In this regard, it is apparent that the majority and minority entertain different views of the relative power of workers and employers. The majority views the right to strike as essential to correcting the power imbalance between them. The minority assumes equivalence between the power of employees and employers and regards protection of the right to strike as "favour[ing] the interests of employees over those of employers and even over those of the public." To the majority, "this reasoning … turns labour relations on its head, and ignores the fundamental power imbalance which the entire history of modern labour legislation has been scrupulously devoted to rectifying. It drives us inevitably to Anatole France's aphoristic fallacy: 'The law, in its majestic equality, forbids the rich as well as the poor to sleep under bridges, to beg in the streets, and to steal bread.'"

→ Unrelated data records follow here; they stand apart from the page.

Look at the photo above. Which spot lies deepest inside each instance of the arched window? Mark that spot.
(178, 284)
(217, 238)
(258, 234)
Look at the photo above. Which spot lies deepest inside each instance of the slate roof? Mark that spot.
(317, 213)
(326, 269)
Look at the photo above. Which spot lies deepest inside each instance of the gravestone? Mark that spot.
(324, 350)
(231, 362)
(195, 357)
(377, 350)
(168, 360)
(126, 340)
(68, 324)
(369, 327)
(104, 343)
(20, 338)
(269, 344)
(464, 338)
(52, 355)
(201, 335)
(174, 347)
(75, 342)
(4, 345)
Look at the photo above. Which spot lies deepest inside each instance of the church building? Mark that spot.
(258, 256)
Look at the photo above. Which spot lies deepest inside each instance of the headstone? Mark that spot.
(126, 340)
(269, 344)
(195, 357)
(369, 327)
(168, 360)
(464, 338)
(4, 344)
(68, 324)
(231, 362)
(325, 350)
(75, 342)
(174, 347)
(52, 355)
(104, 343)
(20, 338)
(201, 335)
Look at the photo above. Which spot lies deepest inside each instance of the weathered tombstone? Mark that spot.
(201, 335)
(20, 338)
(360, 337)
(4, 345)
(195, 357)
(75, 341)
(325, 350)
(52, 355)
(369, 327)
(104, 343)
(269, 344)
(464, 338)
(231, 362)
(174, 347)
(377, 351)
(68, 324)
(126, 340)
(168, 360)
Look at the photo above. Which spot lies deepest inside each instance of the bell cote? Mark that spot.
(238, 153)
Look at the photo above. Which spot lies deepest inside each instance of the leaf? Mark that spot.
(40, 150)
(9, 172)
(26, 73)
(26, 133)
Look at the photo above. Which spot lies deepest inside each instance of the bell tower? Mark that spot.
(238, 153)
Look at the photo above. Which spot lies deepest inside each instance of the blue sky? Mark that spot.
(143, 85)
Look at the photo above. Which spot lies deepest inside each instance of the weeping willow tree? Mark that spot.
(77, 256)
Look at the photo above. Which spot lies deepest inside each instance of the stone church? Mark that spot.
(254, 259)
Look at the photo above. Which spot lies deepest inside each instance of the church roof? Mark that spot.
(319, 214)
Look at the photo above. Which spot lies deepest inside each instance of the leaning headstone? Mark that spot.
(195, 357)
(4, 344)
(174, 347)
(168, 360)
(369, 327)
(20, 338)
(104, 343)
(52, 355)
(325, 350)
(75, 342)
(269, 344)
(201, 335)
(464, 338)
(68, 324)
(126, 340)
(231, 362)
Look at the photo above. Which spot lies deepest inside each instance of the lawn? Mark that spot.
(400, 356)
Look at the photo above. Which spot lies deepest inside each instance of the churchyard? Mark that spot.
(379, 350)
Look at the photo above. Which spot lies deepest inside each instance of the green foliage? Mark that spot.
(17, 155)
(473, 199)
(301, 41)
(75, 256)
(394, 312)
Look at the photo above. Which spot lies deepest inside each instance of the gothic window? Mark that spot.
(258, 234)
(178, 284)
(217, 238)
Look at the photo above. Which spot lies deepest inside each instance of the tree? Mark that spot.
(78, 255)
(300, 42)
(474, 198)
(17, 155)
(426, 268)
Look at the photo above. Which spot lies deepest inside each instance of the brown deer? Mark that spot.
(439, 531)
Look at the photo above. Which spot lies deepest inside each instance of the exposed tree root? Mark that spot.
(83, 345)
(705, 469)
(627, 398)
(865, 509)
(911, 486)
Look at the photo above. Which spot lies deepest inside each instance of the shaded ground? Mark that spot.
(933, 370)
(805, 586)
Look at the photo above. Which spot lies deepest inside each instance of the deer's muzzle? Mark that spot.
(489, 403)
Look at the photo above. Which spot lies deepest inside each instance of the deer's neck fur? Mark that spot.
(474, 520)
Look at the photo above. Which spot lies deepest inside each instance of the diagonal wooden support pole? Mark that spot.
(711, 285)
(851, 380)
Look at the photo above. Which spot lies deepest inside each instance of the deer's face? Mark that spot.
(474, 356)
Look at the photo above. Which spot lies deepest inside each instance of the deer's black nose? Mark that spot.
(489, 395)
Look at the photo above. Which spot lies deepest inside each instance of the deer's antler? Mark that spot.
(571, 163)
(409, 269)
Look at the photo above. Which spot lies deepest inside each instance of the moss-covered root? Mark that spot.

The implications of the decision are far-reaching, but the following issues are among those likely to arise in the near future: (1) In the North American context, which is governed by the Wagner Act model of exclusive bargaining rights exercised by the union representing the majority of employees, does the decision that theCharter does not mandate a particular labour relations regime mean that minority unions will now be entitledto recognition by the employer? (2) Do employees have a right to withdraw services where there is no incumbent union? (3) Are pre-strike and pre-lockout statutory conditions, as well as legislative prohibitions of recognition strikes, political strikes, and mid-contract strikes susceptible to Charter challenge, and if so, are they reasonable limits demonstrably justified in a free and democratic society? (4) Will ad hoc back-to-work legislation ending an otherwise lawful strike pass constitutional muster only where public services are essential in the strict sense, as understood by the ILO, in that a work stoppage would endanger life, health or safety (as distinct from economic interests), and only if an adequate alternative dispute resolution mechanism is provided? Will the curtailment of strikes be justified in the case of acute national emergencies and economic crises? (5) What degree of independence and impartiality will the Court insist on with respectto interest arbitration, insofar as the appointment of the arbitrator, arbitrability of specific issues and applicable criteria are concerned? These issues, and others, some of which have already been raised in litigation, will undoubtedly confront the Court in the years ahead.
1 Reference re Public Service Employee Relations Act (Alta.),  1 S.C.R. 313; PSAC v. Canada,  1 S.C.R. 424; RWDSU v. Saskatchewan,  1 S.C.R. 460.
2 Mounted Police Association of Ontario, 2015 SCC 1 at paras 48-49.